Wie war's bei RAUSCH von Strindberg im Schauspiel Frankfurt a.M.?

Strindberg, das ist uns immer der Vater des "Totentanzes", das Vorbild der kritischen Zerfleischer und blutigen Analytiker in der Literatur. Natürlich haben es die antiken Dichter auch schon gewusst. Von ihm führt eine Fährte über Samuel Beckett und Tennessee Williams mitten rein zu Thomas Bernhard.

August Strindberg war ein eigenwilliger Zeitgenosse - viele Dramen, Romane, Schriften, wissenschaftliche Arbeiten, Ausflüge in die Kunst und Fotografie bezeugten seine Geistesstärke - seine schizophrenen Eskapaden waren der Gesellschaft bekannt, seine kritischen Schriften beliebt. Was er nicht gut fand war Emanzipation, Ibsens Vorstöße in diese Richtung mit "Nora oder Ein Puppenheim" entsetzten ihn. Seine drei Ehen misslangen dementsprechend, Machtkämpfe und Geschlechterkrieg mit dabei. Was er gut fand war Selbstzelebrierung und -inszenierung. Er lud z.B. die Presse mehrmals zu seinem Todestag ein und litt, obwohl es nicht seine Todestage waren.

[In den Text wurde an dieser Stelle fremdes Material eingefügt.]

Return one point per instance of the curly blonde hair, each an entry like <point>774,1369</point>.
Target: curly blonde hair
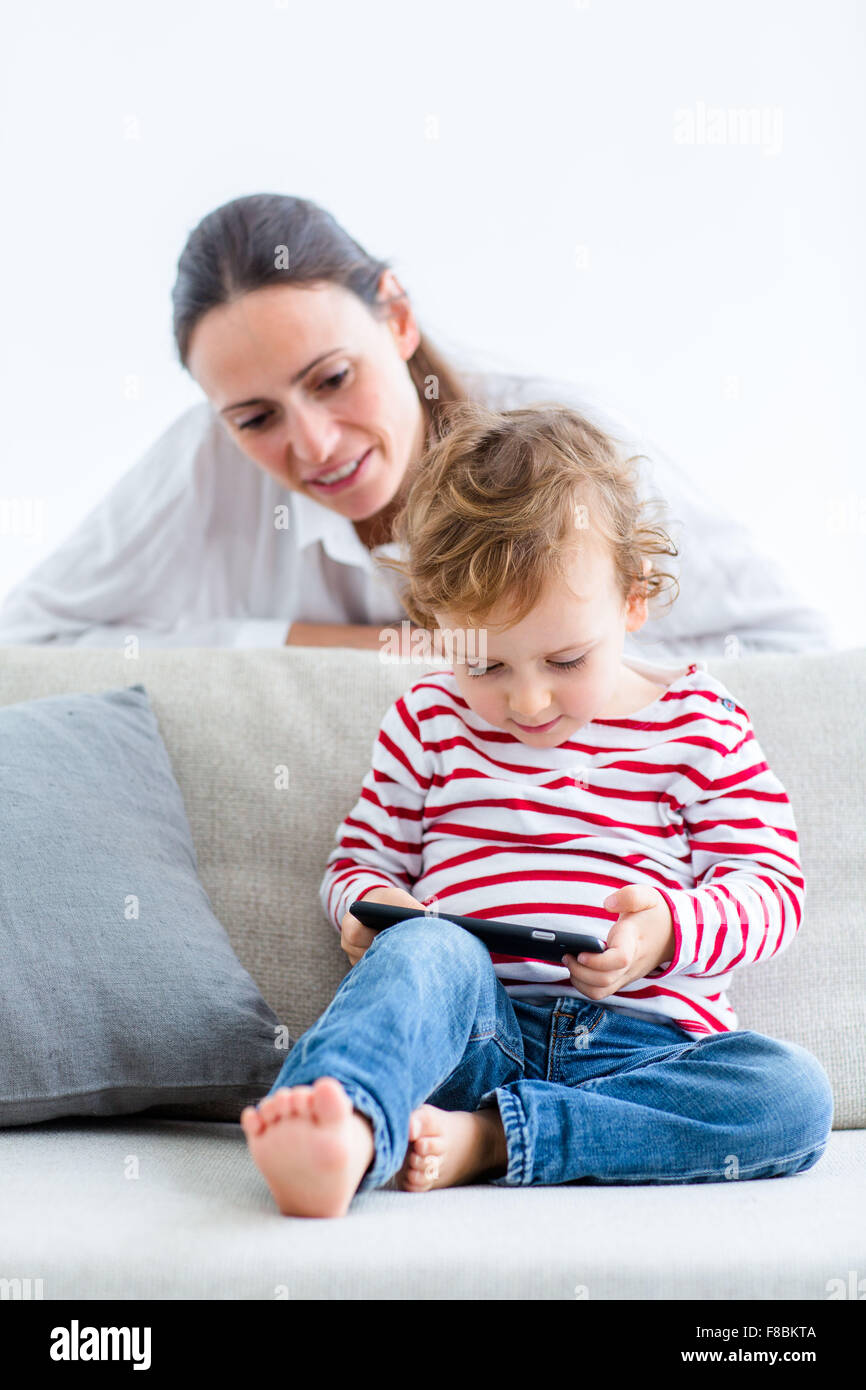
<point>496,508</point>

In Frankfurt war einmalig das recht häufig gespielte Stück "Rausch" - im Original "Verbrechen und Verbrechen" - zu sehen. Es hinterlässt eine gewisse Leere, weil nichts tief Bewegendes erlebt wird. Natürlich gibt es genug Schlimmes, den Freund Adolphe, zuvor noch der Galan der männertollen Henriette, und die Freundin Jeanne hintergehen, der Tod der gemeinsamen Tochter Marion, ein Absturz in der Karriere von Maurice und ein trauernde Jeanne, aber es wird einfach alles "künstlich" und theoretisch erlebt, die Figuren beleuchten sich und ihr Verhalten selbst, was ist jetzt, was würde passieren wenn, am Ende alles Drama der vergangenen zwei Tage einfach von Maurice weggewischt. Heute Abend Kirche zur Besinnung, morgen wieder Theater.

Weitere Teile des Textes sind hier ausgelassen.